"Il convient de leur faire passer le goût de l’argent facile", estimait le substitut Delannay

"On voyait cela dans les films et cela marchait. Nous avions des problèmes d’argent, alors on s’est dit que nous allions essayer." Andy, Aziz et Nicolas se sont rendus coupables de 3 home-jackings hyperviolents à la fin de l’été 2019. Le même modus operandi a été utilisé par les prévenus pour ces faits commis à Jemeppe-sur-Sambre, Wanfercée-Baulet et Gesves. Les auteurs repéraient l’habitation de personnes fortunées puis y pénétraient armés et cagoulés en demandant d’importantes sommes en liquide et des bijoux. Ils sont en aveux.
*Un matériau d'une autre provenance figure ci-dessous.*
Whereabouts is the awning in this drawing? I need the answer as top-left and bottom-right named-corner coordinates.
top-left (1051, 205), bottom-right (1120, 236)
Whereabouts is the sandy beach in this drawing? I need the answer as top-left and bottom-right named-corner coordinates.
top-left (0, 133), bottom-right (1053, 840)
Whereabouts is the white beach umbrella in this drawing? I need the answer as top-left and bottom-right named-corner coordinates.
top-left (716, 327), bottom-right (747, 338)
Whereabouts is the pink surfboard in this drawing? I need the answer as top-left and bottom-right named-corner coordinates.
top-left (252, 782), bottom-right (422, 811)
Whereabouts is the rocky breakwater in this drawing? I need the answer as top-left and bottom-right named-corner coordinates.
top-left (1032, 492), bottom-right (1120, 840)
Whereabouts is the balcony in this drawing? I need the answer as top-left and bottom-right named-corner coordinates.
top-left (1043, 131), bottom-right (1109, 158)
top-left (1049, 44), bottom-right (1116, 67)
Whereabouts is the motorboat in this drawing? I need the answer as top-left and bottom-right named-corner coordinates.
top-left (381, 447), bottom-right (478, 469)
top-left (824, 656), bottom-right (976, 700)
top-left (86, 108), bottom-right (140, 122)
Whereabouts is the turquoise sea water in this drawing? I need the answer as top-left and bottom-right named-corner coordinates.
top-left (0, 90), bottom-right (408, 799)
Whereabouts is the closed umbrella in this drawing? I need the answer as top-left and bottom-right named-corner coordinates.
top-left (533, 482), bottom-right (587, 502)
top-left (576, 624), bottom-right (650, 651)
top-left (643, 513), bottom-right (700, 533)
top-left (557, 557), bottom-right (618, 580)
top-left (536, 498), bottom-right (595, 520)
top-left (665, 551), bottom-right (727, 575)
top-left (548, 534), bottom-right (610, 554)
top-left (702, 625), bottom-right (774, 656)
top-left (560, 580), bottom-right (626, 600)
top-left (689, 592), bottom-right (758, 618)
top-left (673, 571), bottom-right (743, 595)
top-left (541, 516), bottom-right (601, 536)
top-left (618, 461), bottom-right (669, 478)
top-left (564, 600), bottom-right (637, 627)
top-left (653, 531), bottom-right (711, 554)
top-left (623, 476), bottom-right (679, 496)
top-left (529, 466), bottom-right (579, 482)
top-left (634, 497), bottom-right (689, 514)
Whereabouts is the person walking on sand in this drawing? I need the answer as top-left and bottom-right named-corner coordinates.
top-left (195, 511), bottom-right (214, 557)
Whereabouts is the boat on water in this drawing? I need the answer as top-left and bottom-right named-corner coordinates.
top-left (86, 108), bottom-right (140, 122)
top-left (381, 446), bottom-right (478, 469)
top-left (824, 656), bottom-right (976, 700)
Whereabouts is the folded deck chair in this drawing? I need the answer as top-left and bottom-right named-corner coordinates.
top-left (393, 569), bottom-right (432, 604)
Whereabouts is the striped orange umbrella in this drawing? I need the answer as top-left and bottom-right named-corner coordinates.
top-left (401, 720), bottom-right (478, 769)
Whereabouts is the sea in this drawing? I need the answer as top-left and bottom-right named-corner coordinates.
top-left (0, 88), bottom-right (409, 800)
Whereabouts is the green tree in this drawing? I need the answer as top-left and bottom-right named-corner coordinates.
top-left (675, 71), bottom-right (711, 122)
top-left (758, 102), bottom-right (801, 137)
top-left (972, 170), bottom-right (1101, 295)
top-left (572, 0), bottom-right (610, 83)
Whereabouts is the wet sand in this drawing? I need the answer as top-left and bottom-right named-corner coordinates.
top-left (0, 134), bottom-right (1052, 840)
Dans les deux premiers cas, un butin de 30.000 euros a été emporté. "C’était de notoriété publique que ces gens étaient riches. Nous, on avait des dettes à éponger", confiait lors de l'audience du 18 juin dernier Nicolas, qui a été l’initiateur des vols mais restait dans la voiture pendant que ses amis se salissaient les mains. Andy confiait : "On avait des armes, il y avait un silencieux sur une d’elles mais elles n’étaient pas chargées. La première fois, on est entrés cagoulés, l’homme rentrait, on l’a fait sortir de la voiture, on l’a fait se coucher au sol, on l’a ligoté, puis on a demandé à la dame d’ouvrir le coffre."

Lors des seconds faits, 25 bagues, un kilo de bijoux en argent, des montres Rolex et des bagues et chevalières en or ont été dérobés.

7 parties civiles se sont constituées dans le cadre du dossier, elles demandaient le remboursement des sommes dérobées et une somme provisionnelle pour le traumatisme subit. Un de leurs avocats confiait : "Ma cliente a perdu 10 kilos. Son mari a vendu sa société, aujourd’hui, il a peur des passants. Ils ont perdu leur joie de vivre et leur qualité de vie. Ils bénéficient tous les deux d’un suivi psychiatrique."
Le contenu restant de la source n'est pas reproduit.